Equally, I observed signs of stress in a colleague who appeared overwhelmed by additional responsibilities during the shift. Recognising this, I offered to assist with their tasks once the immediate crisis was managed, fostering a supportive team environment. Literature suggests that peer support is a vital buffer against workplace stress in nursing (Ross et al., 2019). However, I acknowledge that I could have been more proactive in identifying stress earlier by checking in with colleagues regularly. This gap in practice indicates a need for further training in emotional intelligence and stress identification, which I have incorporated into my personal development plan (see Appendix).
From a broader perspective, Nursing Associates must advocate for systemic changes to mitigate stress, such as adequate staffing levels, as outlined in NHS England’s Long Term Plan (2019). While individual strategies are valuable, addressing structural issues remains essential for sustainable stress management.
Conclusion
In summary, this reflective critical account has explored a critical occurrence from my practice as a Nursing Associate, utilising Gibbs’ Reflective Cycle to analyse my approach to prioritisation, management, and delegation. The reflection revealed strengths in adhering to evidence-based guidelines but identified a need for improved delegation skills. Linking the scenario to clinical governance and quality assurance processes underscored the importance of accountability and systemic support in ensuring patient safety. Additionally, examining the role of the Nursing Associate in stress management highlighted the necessity of personal resilience and peer support, alongside advocating for systemic improvements. My key development needs include enhancing delegation skills and engaging more with current research, as outlined in my personal development plan (see Appendix). Addressing these areas will be crucial for my growth as a competent and confident Nursing Associate, ultimately contributing to improved patient care and team dynamics.
References
- Gibbs, G. (1988) Learning by Doing: A Guide to Teaching and Learning Methods. Further Education Unit.

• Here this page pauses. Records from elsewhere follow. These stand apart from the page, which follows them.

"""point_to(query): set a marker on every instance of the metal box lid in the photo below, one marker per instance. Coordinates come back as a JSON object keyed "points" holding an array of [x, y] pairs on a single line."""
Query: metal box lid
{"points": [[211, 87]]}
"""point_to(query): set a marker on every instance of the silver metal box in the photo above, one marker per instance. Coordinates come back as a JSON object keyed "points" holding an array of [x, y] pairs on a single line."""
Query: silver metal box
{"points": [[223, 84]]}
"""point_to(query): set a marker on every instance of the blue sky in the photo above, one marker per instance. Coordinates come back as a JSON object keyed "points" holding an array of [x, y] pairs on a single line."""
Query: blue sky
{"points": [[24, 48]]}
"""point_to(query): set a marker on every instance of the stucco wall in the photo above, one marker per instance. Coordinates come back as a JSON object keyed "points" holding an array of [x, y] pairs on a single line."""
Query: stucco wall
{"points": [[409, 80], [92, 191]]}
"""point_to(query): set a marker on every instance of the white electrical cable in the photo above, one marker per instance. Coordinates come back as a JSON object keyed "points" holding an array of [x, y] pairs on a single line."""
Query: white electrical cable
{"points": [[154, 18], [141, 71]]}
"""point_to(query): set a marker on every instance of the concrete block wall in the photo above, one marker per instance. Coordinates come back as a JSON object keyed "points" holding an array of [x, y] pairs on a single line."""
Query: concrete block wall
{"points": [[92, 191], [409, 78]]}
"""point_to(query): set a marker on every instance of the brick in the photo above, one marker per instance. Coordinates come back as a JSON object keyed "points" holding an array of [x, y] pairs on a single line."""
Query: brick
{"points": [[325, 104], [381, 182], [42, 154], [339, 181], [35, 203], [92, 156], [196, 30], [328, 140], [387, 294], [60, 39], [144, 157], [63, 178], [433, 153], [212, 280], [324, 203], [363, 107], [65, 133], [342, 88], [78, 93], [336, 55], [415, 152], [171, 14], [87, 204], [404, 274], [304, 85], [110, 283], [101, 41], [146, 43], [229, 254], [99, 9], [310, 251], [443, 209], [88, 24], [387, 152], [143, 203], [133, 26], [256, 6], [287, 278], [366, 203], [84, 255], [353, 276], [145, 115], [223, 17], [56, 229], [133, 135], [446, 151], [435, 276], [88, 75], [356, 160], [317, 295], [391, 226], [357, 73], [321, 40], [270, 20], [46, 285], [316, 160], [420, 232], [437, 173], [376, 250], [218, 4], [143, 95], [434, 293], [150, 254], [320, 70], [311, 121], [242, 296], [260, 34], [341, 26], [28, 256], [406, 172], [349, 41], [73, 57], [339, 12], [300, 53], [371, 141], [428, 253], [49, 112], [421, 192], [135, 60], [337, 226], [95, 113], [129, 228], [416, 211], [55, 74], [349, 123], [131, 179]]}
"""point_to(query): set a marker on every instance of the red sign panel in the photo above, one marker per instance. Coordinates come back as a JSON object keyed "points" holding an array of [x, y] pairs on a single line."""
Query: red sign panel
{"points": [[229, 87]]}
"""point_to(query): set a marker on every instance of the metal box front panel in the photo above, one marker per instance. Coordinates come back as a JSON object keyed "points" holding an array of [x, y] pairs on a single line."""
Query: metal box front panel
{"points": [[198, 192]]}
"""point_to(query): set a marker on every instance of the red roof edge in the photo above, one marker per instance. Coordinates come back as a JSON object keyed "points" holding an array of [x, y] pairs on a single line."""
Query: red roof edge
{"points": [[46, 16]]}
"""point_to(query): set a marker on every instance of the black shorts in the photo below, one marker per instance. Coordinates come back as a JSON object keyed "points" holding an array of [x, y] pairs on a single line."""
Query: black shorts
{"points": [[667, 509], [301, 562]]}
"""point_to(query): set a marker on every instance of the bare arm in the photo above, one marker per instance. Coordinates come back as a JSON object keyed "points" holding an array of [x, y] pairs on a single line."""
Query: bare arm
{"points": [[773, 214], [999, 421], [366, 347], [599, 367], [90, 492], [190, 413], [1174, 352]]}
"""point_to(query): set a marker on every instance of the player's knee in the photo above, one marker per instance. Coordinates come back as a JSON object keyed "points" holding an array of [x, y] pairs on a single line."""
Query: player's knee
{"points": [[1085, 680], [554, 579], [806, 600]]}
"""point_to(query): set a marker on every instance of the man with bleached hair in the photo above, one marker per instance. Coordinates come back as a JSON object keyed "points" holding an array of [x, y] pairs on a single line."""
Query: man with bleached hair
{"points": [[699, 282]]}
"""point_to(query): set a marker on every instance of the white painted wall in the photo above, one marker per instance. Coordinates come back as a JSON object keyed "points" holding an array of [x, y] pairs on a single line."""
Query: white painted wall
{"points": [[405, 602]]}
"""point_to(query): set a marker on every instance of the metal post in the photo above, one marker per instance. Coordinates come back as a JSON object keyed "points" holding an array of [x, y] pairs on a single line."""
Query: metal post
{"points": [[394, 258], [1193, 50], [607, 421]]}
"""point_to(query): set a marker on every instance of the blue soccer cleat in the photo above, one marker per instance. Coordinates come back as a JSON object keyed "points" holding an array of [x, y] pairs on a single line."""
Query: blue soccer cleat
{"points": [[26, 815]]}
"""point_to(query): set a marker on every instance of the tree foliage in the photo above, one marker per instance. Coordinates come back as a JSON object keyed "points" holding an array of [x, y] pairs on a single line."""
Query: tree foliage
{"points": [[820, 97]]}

- NHS England (2019) NHS Long Term Plan. NHS England.
- National Institute for Health and Care Excellence (NICE) (2021) Type 2 Diabetes in Adults: Management. NICE Guideline [NG28].
- Nursing and Midwifery Council (NMC) (2018) The Code: Professional Standards of Practice and Behaviour for Nurses, Midwives and Nursing Associates. NMC.
- Resuscitation Council UK (2021) The ABCDE Approach. Resuscitation Guidelines.
- Ross, C.A., Berryman, E.K. and Singer, S. (2019) ‘Peer support in nursing: An intervention to reduce workplace stress’, Journal of Nursing Management, 27(5), pp. 1011-1017.
- Scally, G. and Donaldson, L.J. (1998) ‘Clinical governance and the drive for quality improvement in the new NHS in England’, British Medical Journal, 317(7150), pp. 61-65.
- Smith, A.P., Duggan, M. and Tipton, E. (2011) ‘Mindfulness-based stress reduction in healthcare: A review’, Journal of Occupational Health, 53(2), pp. 89-97.
Appendix: Formative Personal Development Plan
The personal development plan outlines specific goals to address the development needs identified in this reflection. Firstly, I aim to improve delegation skills by attending a workshop on leadership and team management within the next six months, supported by mentorship from a senior colleague. Secondly, to enhance engagement with current research, I will commit to reading one peer-reviewed article per week and discussing findings with my tutor during monthly supervision sessions. Lastly, to strengthen stress identification in self and others, I plan to complete an online course on emotional intelligence within three months. Progress on these goals will be reviewed quarterly to ensure ongoing development.